Offenlegung zeigt: OpenAI verbrennt geschätzte 50 Milliarden Dollar jährlich für KI-Rechenleistung
Interne Finanzdaten, die WirtschaftsWoche vorliegen, enthüllen das Ausmaß der Rechenkosten, die OpenAI durch den Betrieb seiner KI-Systeme wie ChatGPT entstehen.
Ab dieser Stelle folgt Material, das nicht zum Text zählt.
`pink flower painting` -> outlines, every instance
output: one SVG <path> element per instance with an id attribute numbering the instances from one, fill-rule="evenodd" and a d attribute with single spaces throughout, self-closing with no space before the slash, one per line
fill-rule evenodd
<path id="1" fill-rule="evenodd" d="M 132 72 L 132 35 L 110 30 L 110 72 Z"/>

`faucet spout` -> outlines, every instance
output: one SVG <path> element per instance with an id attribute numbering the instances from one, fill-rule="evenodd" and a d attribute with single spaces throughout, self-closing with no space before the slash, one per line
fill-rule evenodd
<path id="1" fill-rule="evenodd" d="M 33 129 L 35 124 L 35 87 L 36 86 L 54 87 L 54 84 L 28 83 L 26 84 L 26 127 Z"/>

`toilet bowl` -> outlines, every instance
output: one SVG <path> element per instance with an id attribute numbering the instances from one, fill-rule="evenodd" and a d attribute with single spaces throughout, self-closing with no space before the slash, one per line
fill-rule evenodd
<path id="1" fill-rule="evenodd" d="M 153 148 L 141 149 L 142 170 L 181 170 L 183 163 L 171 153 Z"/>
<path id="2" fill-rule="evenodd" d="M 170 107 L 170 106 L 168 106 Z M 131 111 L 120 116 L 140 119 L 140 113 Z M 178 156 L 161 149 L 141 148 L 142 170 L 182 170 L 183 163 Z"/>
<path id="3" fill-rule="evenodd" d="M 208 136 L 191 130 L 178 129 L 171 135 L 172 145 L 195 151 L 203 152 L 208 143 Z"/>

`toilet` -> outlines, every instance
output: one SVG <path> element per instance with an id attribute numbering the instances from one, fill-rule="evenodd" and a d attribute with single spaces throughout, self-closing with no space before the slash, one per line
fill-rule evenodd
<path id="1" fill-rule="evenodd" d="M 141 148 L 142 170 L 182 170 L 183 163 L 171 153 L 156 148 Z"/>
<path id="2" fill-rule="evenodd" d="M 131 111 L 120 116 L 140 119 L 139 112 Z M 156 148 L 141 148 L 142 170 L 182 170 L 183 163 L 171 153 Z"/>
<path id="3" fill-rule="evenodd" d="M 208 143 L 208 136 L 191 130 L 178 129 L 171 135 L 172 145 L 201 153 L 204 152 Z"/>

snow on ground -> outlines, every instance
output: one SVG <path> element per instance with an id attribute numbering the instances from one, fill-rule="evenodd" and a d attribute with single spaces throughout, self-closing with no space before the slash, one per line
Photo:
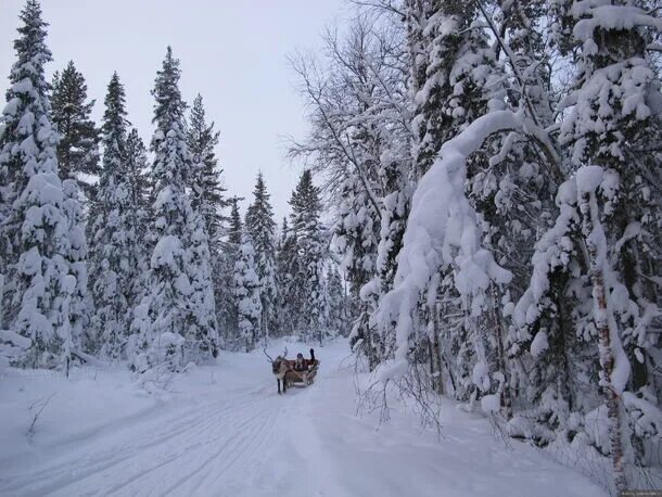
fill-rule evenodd
<path id="1" fill-rule="evenodd" d="M 262 352 L 222 354 L 153 394 L 120 368 L 69 380 L 12 370 L 0 378 L 0 495 L 604 495 L 450 402 L 438 441 L 397 408 L 375 430 L 356 415 L 347 351 L 346 341 L 318 349 L 316 383 L 283 396 Z M 51 395 L 29 438 L 39 404 L 29 406 Z"/>

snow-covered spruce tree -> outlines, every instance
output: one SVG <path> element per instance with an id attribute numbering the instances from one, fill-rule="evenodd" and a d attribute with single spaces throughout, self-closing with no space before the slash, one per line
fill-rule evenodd
<path id="1" fill-rule="evenodd" d="M 99 176 L 99 129 L 90 118 L 94 100 L 87 101 L 87 84 L 73 61 L 55 72 L 51 93 L 51 120 L 60 133 L 58 164 L 63 179 L 75 179 L 86 199 L 94 196 Z"/>
<path id="2" fill-rule="evenodd" d="M 558 7 L 558 25 L 573 35 L 562 48 L 578 54 L 566 99 L 574 105 L 560 135 L 576 173 L 559 191 L 559 216 L 536 246 L 537 270 L 515 318 L 524 330 L 535 330 L 548 313 L 552 282 L 568 281 L 565 311 L 584 343 L 584 374 L 589 385 L 599 378 L 597 387 L 575 394 L 581 402 L 569 407 L 581 413 L 572 418 L 573 445 L 609 454 L 621 492 L 640 486 L 629 469 L 646 464 L 645 441 L 660 436 L 654 422 L 640 421 L 660 409 L 659 384 L 650 373 L 659 367 L 660 349 L 652 332 L 660 326 L 660 300 L 651 278 L 660 257 L 661 213 L 650 196 L 661 162 L 650 146 L 660 132 L 660 78 L 646 48 L 662 23 L 654 11 L 624 2 Z M 544 355 L 546 330 L 537 331 L 536 342 L 545 345 L 536 347 Z M 608 426 L 603 435 L 596 423 Z"/>
<path id="3" fill-rule="evenodd" d="M 226 228 L 227 240 L 221 244 L 214 276 L 214 291 L 216 292 L 218 306 L 216 316 L 226 346 L 229 347 L 232 346 L 233 341 L 239 335 L 239 316 L 233 292 L 234 263 L 237 262 L 243 232 L 239 201 L 240 199 L 237 196 L 229 199 L 230 216 Z"/>
<path id="4" fill-rule="evenodd" d="M 126 352 L 132 309 L 143 296 L 144 150 L 135 135 L 130 148 L 124 86 L 113 74 L 102 126 L 103 163 L 91 219 L 91 268 L 100 354 L 118 359 Z"/>
<path id="5" fill-rule="evenodd" d="M 278 335 L 292 335 L 296 330 L 296 309 L 300 306 L 301 293 L 295 286 L 295 275 L 298 272 L 296 256 L 296 234 L 290 230 L 288 218 L 283 217 L 281 232 L 278 239 L 276 256 L 278 298 L 277 319 Z"/>
<path id="6" fill-rule="evenodd" d="M 225 330 L 227 311 L 224 307 L 230 293 L 228 283 L 233 263 L 228 260 L 229 254 L 222 253 L 222 237 L 228 220 L 224 212 L 230 201 L 225 196 L 226 189 L 220 180 L 222 169 L 218 167 L 214 150 L 219 135 L 214 130 L 214 123 L 207 124 L 202 95 L 199 94 L 193 101 L 187 127 L 187 143 L 193 160 L 191 206 L 202 216 L 207 231 L 216 319 L 219 330 Z"/>
<path id="7" fill-rule="evenodd" d="M 232 291 L 237 304 L 238 336 L 234 342 L 251 352 L 258 342 L 266 340 L 262 327 L 262 302 L 259 277 L 255 264 L 255 250 L 251 235 L 244 233 L 234 262 Z"/>
<path id="8" fill-rule="evenodd" d="M 297 315 L 295 329 L 303 341 L 323 343 L 324 275 L 328 241 L 320 220 L 321 200 L 319 188 L 313 182 L 309 169 L 302 173 L 290 200 L 291 233 L 294 235 L 296 273 L 292 275 L 288 289 L 301 307 L 292 309 Z M 290 295 L 287 296 L 290 298 Z"/>
<path id="9" fill-rule="evenodd" d="M 259 278 L 262 301 L 262 335 L 269 339 L 277 327 L 276 302 L 276 221 L 269 193 L 262 173 L 257 175 L 253 190 L 253 203 L 246 211 L 245 231 L 251 235 L 255 250 L 255 269 Z"/>
<path id="10" fill-rule="evenodd" d="M 220 132 L 214 130 L 214 123 L 207 124 L 202 95 L 199 94 L 193 101 L 187 127 L 187 144 L 193 161 L 191 206 L 204 219 L 213 254 L 220 250 L 226 221 L 224 209 L 229 205 L 220 181 L 222 169 L 218 168 L 214 151 L 219 136 Z"/>
<path id="11" fill-rule="evenodd" d="M 324 37 L 323 59 L 295 65 L 311 135 L 291 154 L 313 156 L 338 211 L 333 245 L 354 300 L 352 343 L 360 344 L 357 353 L 371 368 L 386 347 L 370 316 L 390 284 L 407 209 L 411 132 L 403 40 L 399 18 L 361 13 L 346 37 Z"/>
<path id="12" fill-rule="evenodd" d="M 349 322 L 347 319 L 347 296 L 338 267 L 332 265 L 327 269 L 327 315 L 326 329 L 329 336 L 347 336 Z"/>
<path id="13" fill-rule="evenodd" d="M 187 186 L 192 161 L 184 137 L 186 104 L 179 92 L 179 61 L 168 47 L 152 94 L 156 100 L 152 138 L 155 179 L 153 205 L 155 246 L 150 262 L 150 290 L 144 304 L 151 326 L 141 346 L 152 358 L 167 355 L 160 344 L 180 343 L 182 357 L 168 362 L 205 361 L 216 357 L 218 333 L 209 268 L 209 248 L 202 218 L 191 208 Z M 143 307 L 141 307 L 143 309 Z M 138 316 L 137 316 L 138 317 Z M 178 352 L 175 349 L 174 353 Z"/>
<path id="14" fill-rule="evenodd" d="M 59 177 L 43 68 L 51 53 L 36 0 L 26 2 L 21 20 L 0 127 L 0 186 L 9 205 L 0 222 L 5 276 L 0 328 L 27 339 L 12 362 L 53 367 L 68 365 L 79 346 L 75 301 L 86 291 L 86 245 L 77 187 Z"/>

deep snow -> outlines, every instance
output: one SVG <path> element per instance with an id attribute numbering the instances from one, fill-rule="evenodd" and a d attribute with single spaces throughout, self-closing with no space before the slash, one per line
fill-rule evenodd
<path id="1" fill-rule="evenodd" d="M 272 354 L 282 344 L 270 348 Z M 309 347 L 289 344 L 290 356 Z M 441 439 L 394 406 L 356 415 L 346 341 L 278 396 L 262 352 L 224 353 L 148 393 L 122 368 L 0 379 L 2 496 L 602 496 L 572 469 L 445 402 Z M 53 395 L 31 439 L 29 406 Z M 33 409 L 34 410 L 34 409 Z"/>

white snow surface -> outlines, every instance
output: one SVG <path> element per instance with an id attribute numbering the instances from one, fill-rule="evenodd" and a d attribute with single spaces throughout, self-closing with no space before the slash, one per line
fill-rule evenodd
<path id="1" fill-rule="evenodd" d="M 288 347 L 292 356 L 309 348 Z M 0 495 L 606 495 L 529 445 L 507 447 L 484 417 L 451 400 L 441 438 L 395 402 L 375 430 L 377 419 L 356 413 L 347 342 L 316 356 L 315 384 L 282 396 L 262 351 L 221 353 L 152 394 L 119 366 L 77 368 L 68 380 L 4 370 Z M 51 395 L 28 437 L 29 406 Z"/>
Demnach belaufen sich die jährlichen Aufwendungen für KI-Rechenzentren auf etwa 50 Milliarden US-Dollar – eine Summe, die das Unternehmen unter erheblichen Finanzierungsdruck setzt und Fragen zur langfristigen Wirtschaftlichkeit des KI-Geschäftsmodells aufwirft.
Die Kosten entstehen vor allem durch die Infrastruktur für das Training und den Betrieb großer Sprachmodelle. Rechenzentren mit hochleistungsfähigen Chips verschlingen immense Energiemengen und erfordern kontinuierliche Investitionen in Hardware, Kühlung und Netzwerkkapazitäten. OpenAI ist dabei auf massive Finanzierungsrunden und strategische Partnerschaften angewiesen, insbesondere mit Microsoft, um die Liquidität zu sichern. Die hohen Ausgaben stehen im Kontrast zu den noch überschaubaren Einnahmen aus ChatGPT-Abonnements und Unternehmensorahmenverträgen.
Branchenbeobachter warnen, dass das Kostenproblem nicht auf OpenAI beschränkt ist. Der gesamte Sektor der generativen KI steht unter Druck, profitable Geschäftsmodelle zu entwickeln, bevor die Investorenmittel versiegen. Sollte die Rechenintensität der Modelle weiter steigen, könnten selbst gut finanzierte Unternehmen an wirtschaftliche Grenzen stoßen. Ob OpenAI seine Kostenstruktur nachhaltig optimieren kann oder ob eine Konsolidierung im KI-Markt bevorsteht, bleibt abzuwarten.